As neutrophils also produce CXC chemokines in response to filarial antigens containing Wolbachia (5), which likely exacerbates neutrophil infiltration into the cornea, we examined the role of MyD88 in neutrophil activation. Peritoneal neutrophils from control and MyD88–/– mice were isolated and incubated with isolated Wolbachia. Figure 4 shows that neutrophils incubated with Wolbachia produced KC/CXCL1, MIP-2/CXCL2, and tumor necrosis factor alpha. In contrast, neutrophils from MyD88–/– mice did not produce any of these cytokines in response to Wolbachia or lipopolysaccharide (LPS), although MyD88–/– neutrophils produced CXCL2/MIP-2 in response to phorbol myristate acetate, a non-TLR stimulus. Together, these data show that MyD88 has an essential role in Wolbachia-induced neutrophil activation and cytokine production.
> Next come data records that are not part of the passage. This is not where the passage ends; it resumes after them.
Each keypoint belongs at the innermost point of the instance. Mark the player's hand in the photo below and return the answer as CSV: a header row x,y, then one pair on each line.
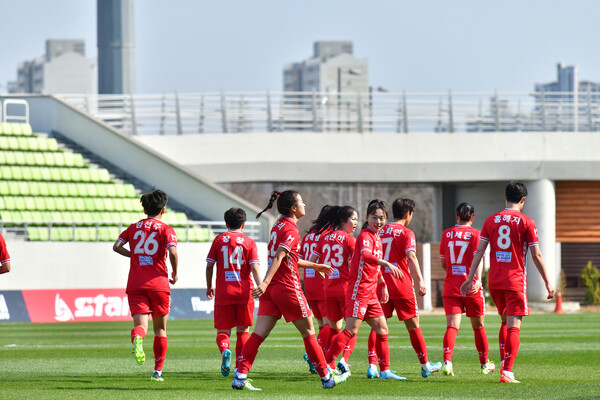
x,y
551,291
466,288
323,269
422,288
210,293
385,295
395,271
260,290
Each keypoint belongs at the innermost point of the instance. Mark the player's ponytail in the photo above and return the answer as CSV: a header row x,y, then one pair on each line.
x,y
285,201
373,206
465,211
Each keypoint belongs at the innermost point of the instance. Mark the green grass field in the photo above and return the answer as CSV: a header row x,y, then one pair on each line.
x,y
558,358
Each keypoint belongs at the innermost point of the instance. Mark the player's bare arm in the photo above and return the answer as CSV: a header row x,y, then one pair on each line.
x,y
255,268
174,259
476,269
5,268
281,253
413,264
119,248
210,290
538,260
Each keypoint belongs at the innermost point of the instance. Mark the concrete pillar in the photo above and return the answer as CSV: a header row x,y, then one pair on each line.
x,y
541,206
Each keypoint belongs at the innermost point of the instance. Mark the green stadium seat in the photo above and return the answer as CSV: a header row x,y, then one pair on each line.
x,y
5,172
52,144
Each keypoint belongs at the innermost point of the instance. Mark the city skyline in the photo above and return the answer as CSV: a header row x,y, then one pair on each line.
x,y
193,46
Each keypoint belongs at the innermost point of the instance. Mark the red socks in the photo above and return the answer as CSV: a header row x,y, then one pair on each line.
x,y
160,351
249,353
315,354
449,342
337,345
137,331
383,351
323,337
481,344
502,340
418,342
512,347
371,347
349,348
222,341
242,338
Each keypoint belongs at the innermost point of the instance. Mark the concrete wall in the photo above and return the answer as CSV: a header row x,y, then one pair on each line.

In summary, the results of the current study show that Wolbachia- and O. volvulus-induced keratitis is completely ablated in MyD88–/– mice, demonstrating that the MyD88-dependent pathway has an essential role in this model of river blindness. Given that specific activation of TLR2, TLR4, and TLR9 in the mouse cornea requires MyD88 to induce corneal inflammation (11) and that neutrophils express TLRs and are activated by Wolbachia (5, 9), we propose that the response to Wolbachia is initiated by TLRs on resident cells in the corneal stroma. Secretion of CXC chemokines by these cells mediates neutrophil recruitment from the peripheral, limbal vessels into the avascular cornea and migration through the stromal matrix to the site of microfilaria degradation and release of Wolbachia (5). A second role for MyD88 in the inflammatory process is to initiate neutrophil activation and production of CXCL1/KC, CXCL2/MIP-2, and tumor necrosis factor alpha in response to Wolbachia, further mediating neutrophil recruitment. Neutrophil activation also leads to secretion of cytotoxic products, such as nitric oxide and oxygen radicals that disrupt the normal function of resident corneal cells, thereby leading to loss of corneal clarity.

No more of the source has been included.